Al-Ghabra considered that it is difficult to compare the impact of Syria’s neighboring countries on the American step in the fight against drugs, as Jordan, for example, is mainly affected by drug production in Syria, while the situation is different in Lebanon, which as a government, state and army are considered a US partner against the networks of promotion, production, and export.
While the Lebanese Hezbollah, in addition to Lebanese persons and entities located in or outside the Hezbollah-held areas, is considered an essential part of the Captagon trade.
Al-Ghabra stressed that the American law would definitely put more pressure on the governments of neighboring countries, most notably Lebanon.
“There will also be more cooperation between the American and Jordanian sides in this context, regarding drug trade and Captagon in particular, and increasing intelligence cooperation and information sharing,” the former advisor added.
“Al-Assad’s Wealth,” a previous disappointing law
In 2021, US President Joe Biden signed Bill “1605” to authorize national defense for the fiscal year 2022, which included in its paragraphs submitting a report on the estimated net worth and known sources of income for the head of the Syrian regime, Bashar al-Assad, and his family members (his wife, children, siblings, and the maternal and paternal cousins).
Despite the delay in the issuance of the report from the time specified for it within the mandate, it received many criticisms after its issuance.
It was represented by the fact that its results relied on open sources available on the Internet, or that the wealth figures were not accurate at all but estimated, within a wide range, as the report said that the net worth of the al-Assad family ranges between one and two billion US dollars.
Based on the results of the “Assad’s Wealth” law, questions are raised about the fate of the results of the Anti-Narcotics Law and the extent to which useful results can be reached.
A political researcher specializing in American affairs, Ruwan al-Rejoleh, said that, until now, there is nothing obligating the US administration to combat the drugs administered by al-Assad, and since it was approved within the US defense budget, it is only obligated to develop a strategy to combat it.
The Jusoor Center for Studies reported on 28 December 2022 about the mechanisms the US administration is expected to resort to in the context of the anti-drug strategy.
The research center indicated that the US institutions authorized to enforce the anti-drug law may resort to several measures, including the approval of a package of international sanctions against the regime, to put more pressure on it with the aim of changing its behavior.
Caroline Rose, a Captagon expert and senior analyst and head of the Power Vacuums programme at the New Lines Institute, told The National newspaper there is a chance that the Captagon Act “falls flat” on deliverables without more specific guidance.
“The good news is that the amendment isn’t overly ambitious … the challenge of course is whether this strategy will be enough to disrupt the Syrian government’s involvement in the trade as the amendment instructs,” Rose told The National newspaper.
Rose believes sanctions, such as the landmark Caesar Act, will be “entertained as an option” as the inter-agency process on Captagon unfolds.

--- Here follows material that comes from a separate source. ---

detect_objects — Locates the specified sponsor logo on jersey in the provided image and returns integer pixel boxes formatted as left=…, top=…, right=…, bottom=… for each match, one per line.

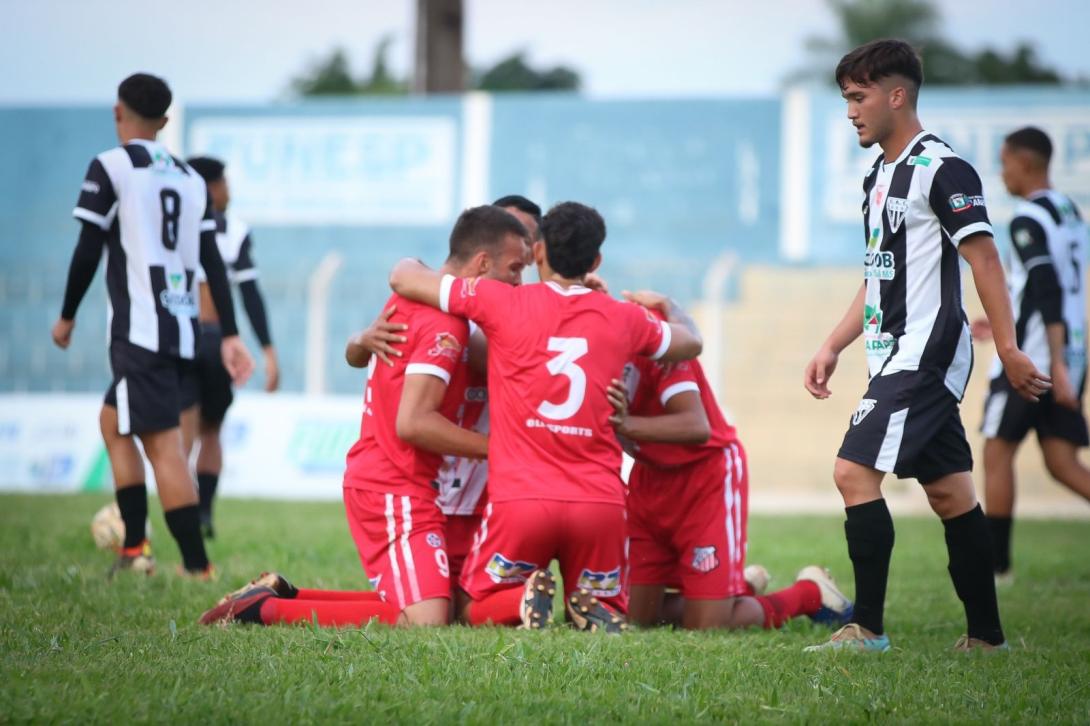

“The Assad regime relies on this trade as an alternative cash flow amid the economic hit of sanctions, using it as a loophole, so it is likely that US policymakers will seriously examine potential sanctions,” Rose said.
The Captagon expert told The National that new sanctions are particularly important in addressing those involved in the drug trade with links to the Syrian government that are not yet included in current US sanctions.